Il tycoon, appena rieletto, prevede di applicare dazi da circa il 60% sulle merci cinesi, costringendo Taipei a spostare la produzione di molte sue aziende che nella terra del Dragone hanno investito miliardi. Non è detto però che il futuro tra gli Usa e l’isola possa rimanere lo stesso con il cambio della guardia alla Casa Bianca
Donald Trump potrebbe allontanare ancor di più Taiwan dalla Cina. Da quando rimetterà piede alla Casa Bianca, nella seconda metà di gennaio, il presidente repubblicano tornerà alla carica con i suoi dazi con la promessa di renderli ancor più pesanti di quelli già adottati durante la sua prima esperienza. Se quelli generali potrebbero oscillare tra il 10% e il 20% delle importazioni, le tariffe per la Cina saranno molto più alte, forse intorno al 60%. Il che avrebbe effetti devastanti per la seconda economia mondiale – e inevitabilmente anche per quella americana – motivo per cui molte azienda ragionano sul da farsi.
Soprattutto quelle taiwanesi, che da anni sfruttano i prezzi bassi cinesi.

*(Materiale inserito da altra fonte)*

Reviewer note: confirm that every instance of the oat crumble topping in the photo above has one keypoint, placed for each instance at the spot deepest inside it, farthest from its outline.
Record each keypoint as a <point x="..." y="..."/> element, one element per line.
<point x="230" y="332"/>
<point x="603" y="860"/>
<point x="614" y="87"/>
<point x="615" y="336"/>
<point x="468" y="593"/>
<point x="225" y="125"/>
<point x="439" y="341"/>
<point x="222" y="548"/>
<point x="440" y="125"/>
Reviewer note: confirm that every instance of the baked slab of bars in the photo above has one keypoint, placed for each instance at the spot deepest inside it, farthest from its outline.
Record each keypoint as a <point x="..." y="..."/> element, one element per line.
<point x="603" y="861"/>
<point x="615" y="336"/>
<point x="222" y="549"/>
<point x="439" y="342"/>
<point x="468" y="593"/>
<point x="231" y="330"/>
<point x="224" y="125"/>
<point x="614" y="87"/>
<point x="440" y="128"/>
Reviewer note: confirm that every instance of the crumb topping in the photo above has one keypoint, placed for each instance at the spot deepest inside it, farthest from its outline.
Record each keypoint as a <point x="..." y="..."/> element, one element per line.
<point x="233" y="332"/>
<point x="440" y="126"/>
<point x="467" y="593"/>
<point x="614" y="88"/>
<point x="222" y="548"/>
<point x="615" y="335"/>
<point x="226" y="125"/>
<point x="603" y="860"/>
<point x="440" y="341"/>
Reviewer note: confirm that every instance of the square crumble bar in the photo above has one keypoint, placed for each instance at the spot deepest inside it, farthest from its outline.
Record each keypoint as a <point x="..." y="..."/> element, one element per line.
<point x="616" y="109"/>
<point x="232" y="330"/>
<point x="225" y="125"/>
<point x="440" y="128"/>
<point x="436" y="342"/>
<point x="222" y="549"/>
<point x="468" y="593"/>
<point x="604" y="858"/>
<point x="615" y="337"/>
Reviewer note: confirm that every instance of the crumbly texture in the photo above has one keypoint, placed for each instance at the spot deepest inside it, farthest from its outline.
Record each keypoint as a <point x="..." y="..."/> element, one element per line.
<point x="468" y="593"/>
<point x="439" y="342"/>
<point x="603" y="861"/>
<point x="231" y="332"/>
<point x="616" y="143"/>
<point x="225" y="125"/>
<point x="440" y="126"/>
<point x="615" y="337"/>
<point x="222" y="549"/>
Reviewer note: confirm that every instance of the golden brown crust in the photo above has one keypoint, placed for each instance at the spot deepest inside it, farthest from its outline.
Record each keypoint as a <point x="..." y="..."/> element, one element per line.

Tuttavia, se già le tensioni con Pechino avevo portato il governo di Taipei a chiedere alle proprie società di trovare altri posti, il ritorno di Trump potrebbe accelerare questo processo. “Aiuteremo a trasferire la loro base di produzione il prima possibile”, ha spiegato al Parlamento il ministro dell’Economia Kou Jyh-huei.

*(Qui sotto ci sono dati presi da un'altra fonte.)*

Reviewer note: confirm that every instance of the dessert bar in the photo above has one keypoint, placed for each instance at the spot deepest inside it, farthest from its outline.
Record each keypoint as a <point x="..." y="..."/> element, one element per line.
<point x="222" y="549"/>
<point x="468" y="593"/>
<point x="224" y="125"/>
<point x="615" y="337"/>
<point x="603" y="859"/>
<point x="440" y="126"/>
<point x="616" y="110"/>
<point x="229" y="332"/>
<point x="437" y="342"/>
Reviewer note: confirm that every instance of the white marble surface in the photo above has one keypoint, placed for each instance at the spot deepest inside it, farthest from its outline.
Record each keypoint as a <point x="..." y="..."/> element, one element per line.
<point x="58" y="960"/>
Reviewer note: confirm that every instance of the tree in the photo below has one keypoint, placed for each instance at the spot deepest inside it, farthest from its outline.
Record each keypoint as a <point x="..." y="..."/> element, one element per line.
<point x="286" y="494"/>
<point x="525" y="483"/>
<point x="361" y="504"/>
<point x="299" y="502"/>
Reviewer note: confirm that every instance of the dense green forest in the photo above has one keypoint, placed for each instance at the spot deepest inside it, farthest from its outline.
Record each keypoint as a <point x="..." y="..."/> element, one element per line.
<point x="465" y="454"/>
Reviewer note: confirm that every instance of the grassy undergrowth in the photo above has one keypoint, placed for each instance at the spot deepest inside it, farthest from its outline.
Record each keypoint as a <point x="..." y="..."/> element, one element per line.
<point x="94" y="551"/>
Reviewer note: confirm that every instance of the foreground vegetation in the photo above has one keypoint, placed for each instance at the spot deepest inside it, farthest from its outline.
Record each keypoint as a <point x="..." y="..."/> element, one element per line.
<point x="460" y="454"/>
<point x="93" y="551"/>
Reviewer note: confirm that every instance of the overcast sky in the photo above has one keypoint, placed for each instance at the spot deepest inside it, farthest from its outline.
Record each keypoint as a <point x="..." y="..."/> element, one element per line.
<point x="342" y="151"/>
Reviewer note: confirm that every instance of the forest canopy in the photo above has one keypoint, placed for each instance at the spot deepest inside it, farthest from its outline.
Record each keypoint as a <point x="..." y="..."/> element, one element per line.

La sua idea è quella di incentivare ancor di più gli investimenti negli Stati Uniti, che sulla piccola isola contano parecchio. È lì che si concentra il cuore della produzione di semiconduttori, con la Taiwan Semiconductor Manufacturing Company Limited (Msmc) perno centrale, che ha sborsato 65 miliardi di dollari per costruire una fabbrica anche in Arizona. Un progetto che rientrava nel piano a lungo termine di Joe Biden, che con il Chips Act e altri accordi ha voluto rafforzare questa collaborazione chiave. Motivo per cui il ministro taiwanese non vede pericoli all’orizzonte: “I programmi pluriennali e decennali vengono regolarmente rinnovati da un’amministrazione all’altra. Ci aspettiamo che il Chips Act non faccia eccezione e funzioni senza intoppi sotto Trump”, in quanto nell’interesse stesso di Washington.

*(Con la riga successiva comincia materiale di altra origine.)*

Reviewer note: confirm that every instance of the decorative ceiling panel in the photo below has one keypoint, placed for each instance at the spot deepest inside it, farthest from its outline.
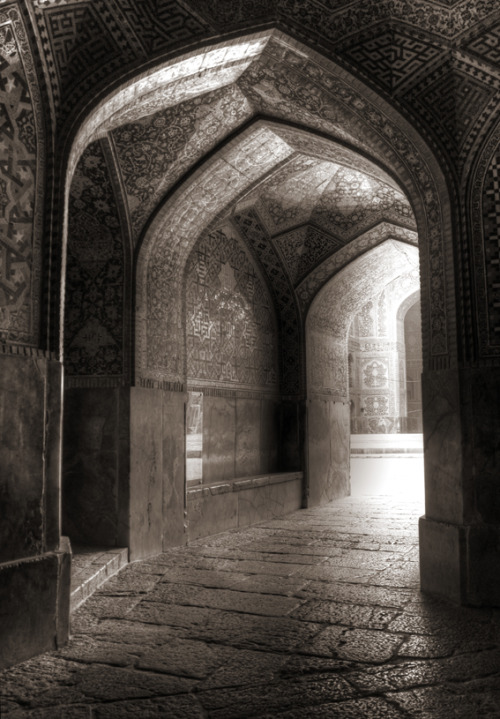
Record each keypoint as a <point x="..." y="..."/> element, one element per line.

La sensazione dei funzionari di Taiwan è che l’isola rimarrà centrale per l’America qualunque sia il presidente che la governi. Così come lo è stata per Biden lo sarà anche per Trump, sebbene la sua volatilità di pensiero – fedele solo ai suoi interessi – rimanga una preoccupazione. Il tycoon ha criticato la posizione di vantaggio sui semiconduttori e ha suggerito di far pagare Taipei per essere difesa seguendo il principio dell’America First. Una suggestione che potrebbe riguardare anche le sue merci.
Per ora non sembra un problema. “La partnership di lunga data tra Taiwan e gli Stati Uniti, costruita su valori e interessi condivisi, porterà a una maggiore prosperità per tutti noi”, ha dichiarato il presidente Lai Ching-te nelle sue congratulazioni a Trump. Per ora però le parole del tycoon pesano in negativo: Tsmc ha infatti perso in borsa. Discorso differente per Intel, che ha invece guadagnato il 5% grazie proprio a Taiwan e al principio trumpiano di tutelare la produzione americana.
Nonostante non sia interessata dal mercato dei chip, anche Tesla ha compiuto un balzo non indifferente: +15% il giorno dopo la vittoria elettorale. Merito della scelta del suo fondatore Elon Musk, che ha deciso di puntare su Trump. Vuoi vedere che i complimenti ricevuti dagli altri amministratori delegati – da Apple ad Amazon, da Meta a Google, da OpenAI a Microsoft, da Cisco a Dell – non siano proprio per ingraziarsi il favore del prossimo presidente d’America.